LONDON.- An exhibition by Royal Academician Christopher Le Brun RA is the latest addition to the award winning
Canary Wharf public art programme. Unveiled this week, the exhibition is in the lobby of One Canada Square, Britains largest office building. It runs until 2 September and features a series of impressive bronze and plaster sculptures, a number of which have been made especially for the Canary Wharf showing.
Christopher Le Brun's use of symbolism in his work centres on five images: the wing, the horse, the planet or disc, the tower and the figure. He uses these, not so much for their allegorical meaning, as found in romantic poetry, music or classical mythology, but for the power of their imagery. By grouping them in various ways he creates feeling and mood in compositions that also have a well-defined contemporary edge", says curator Ann Elliott.
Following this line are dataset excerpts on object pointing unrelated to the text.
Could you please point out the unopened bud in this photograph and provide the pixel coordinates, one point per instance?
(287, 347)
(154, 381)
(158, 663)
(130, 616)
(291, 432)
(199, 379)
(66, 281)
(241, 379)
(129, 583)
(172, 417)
Widely acclaimed as a painter, Le Brun began to include sculpture in his art during the 1990s, working largely in bronze. This exhibition, however, features a number of his new works made in plaster.
Le Brun studied at the Slade School of Fine Art, University College London and Chelsea School of Art. He was elected to the Royal Academy in 1996 and became the first Professor of Drawing in 2000. He lives and works in London. Le Brun is a former trustee of Tate, the National Gallery, and Dulwich Picture Gallery. He is currently a trustee of the Prince's Drawing School.